Suspect arrested again days before his trial
A man set to face trial on sexual assault charges is now accused of striking another woman in the same neighborhood.
By JAMAL THALJI
Published February 19, 2005
DADE CITY - Darin Salters was arrested two years ago, accused of raping a 52-year-old woman at knifepoint in her Wesley Chapel home.
But he was freed from jail weeks after his August 2003 arrest by the 2nd District Court of Appeal because of a legal mixup.
Days before his scheduled trial next week on charges of armed burglary and sexual battery, for which he faces life in prison, Salters was arrested again Thursday.
Authorities say he attacked another woman in the same neighborhood, striking her and trapping her in her own home.
Salters, 35, was arrested blocks away from where authorities said both crimes occurred.
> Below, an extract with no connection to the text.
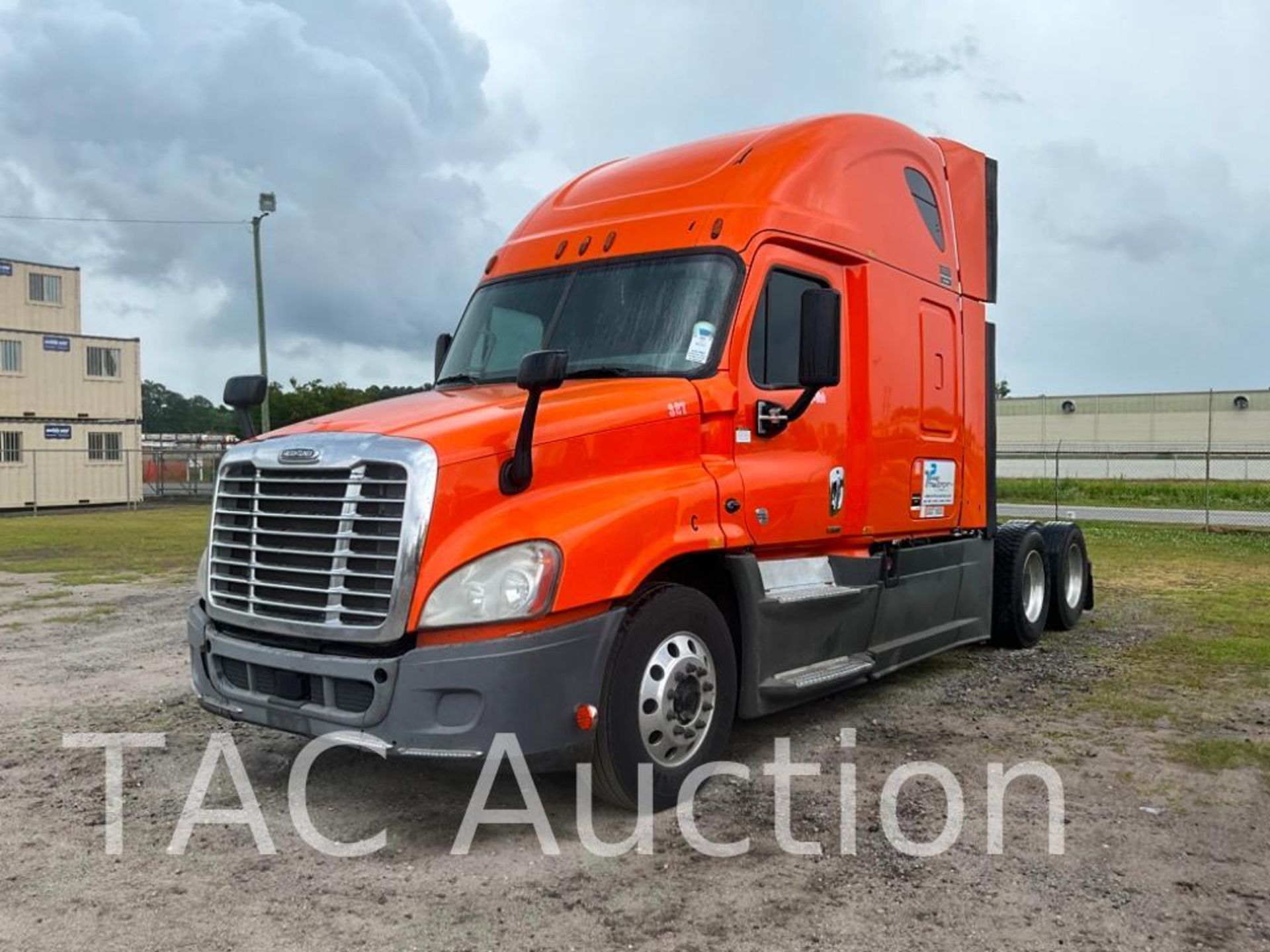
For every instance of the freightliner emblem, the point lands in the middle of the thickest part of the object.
(300, 455)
He was arrested at the same address - 6953 Angus Valley Drive - where he was arrested in 2003.
"This is a case of profiling victims who live alone in the neighborhood," John Laycock, a Pasco sheriff's victim advocate, told a judge at the Pasco County Courthouse on Friday afternoon.
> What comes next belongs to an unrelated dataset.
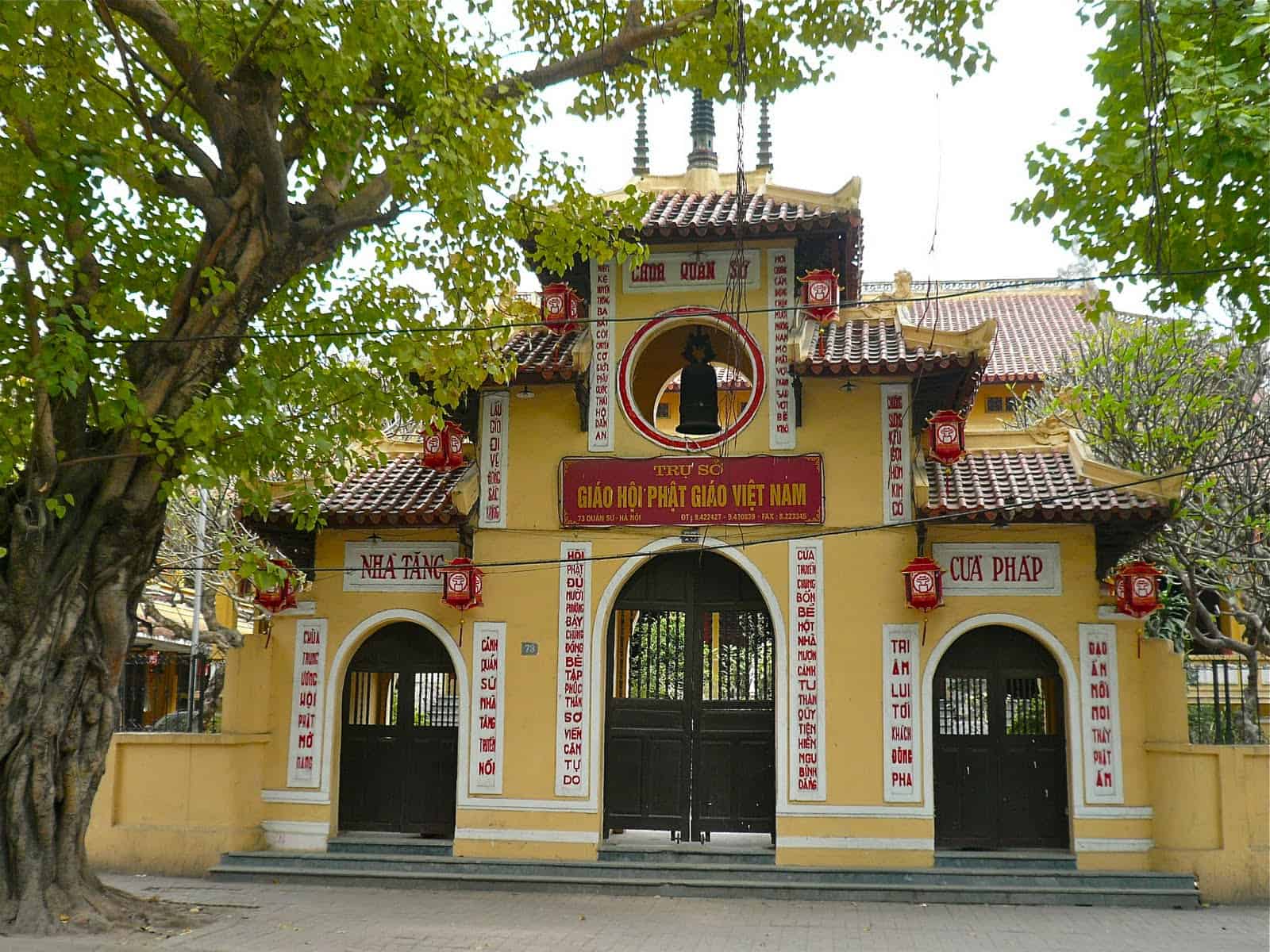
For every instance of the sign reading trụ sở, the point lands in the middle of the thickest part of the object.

The 59-year-old victim from Wednesday's attack, who was not identified by authorities, sat nearby as Salters made his first appearance on the new charges via video camera from the Pasco County jail in Land O'Lakes.
"If he gets out I don't know what I'm going to do," she said. "He'll kill someone."
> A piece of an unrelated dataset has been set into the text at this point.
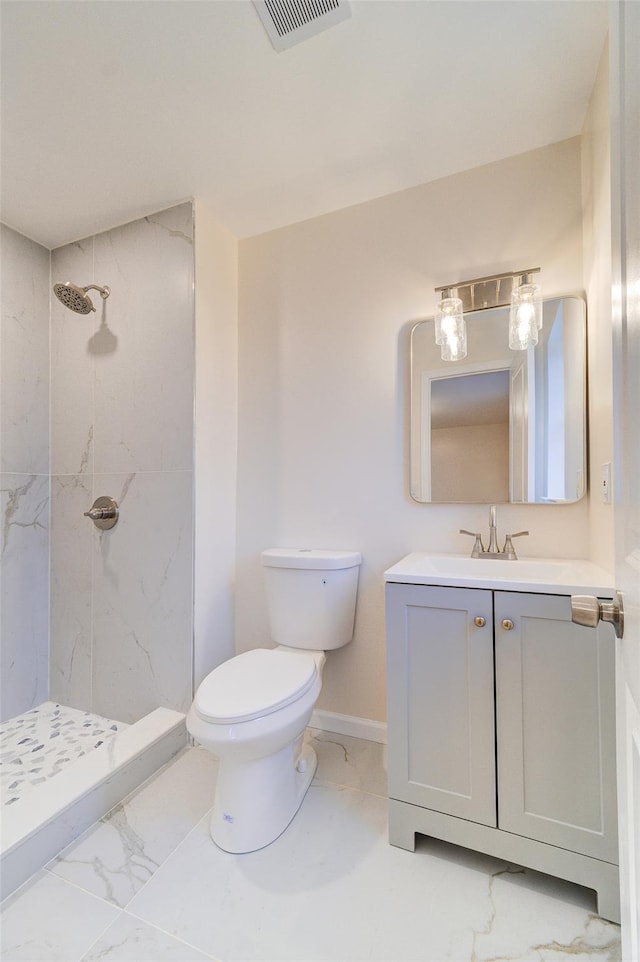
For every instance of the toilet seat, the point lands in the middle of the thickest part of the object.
(254, 684)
In 2003, Salters is accused of breaking into the victim's house, authorities said, where she awoke at 1:25 a.m. to find him standing over her naked, armed with a knife. After he sexually assaulted her, authorities said, the victim persuaded Salters to get dressed and leave. A police dog unit later tracked Salters from the victim's house to his own, the report said.
The Pinellas-Pasco State Attorney's Office had to file a charging document within 21 days of his 2003 arrest. The deadline was missed.
Salters' attorney, Assistant Public Defender Bob Focht, filed to hold an adversarial preliminary hearing, demanding the state present evidence of probable cause to hold Salters.
But Assistant State Attorney Phil Van Allen said his office wasn't aware of the hearing and it was postponed 10 days.
That was too long, Focht decided, and he argued as much in a writ of habeas corpus to the 2nd District Court of Appeal that Salters was being held as a result of legal error. The court agreed, freeing Salters that October.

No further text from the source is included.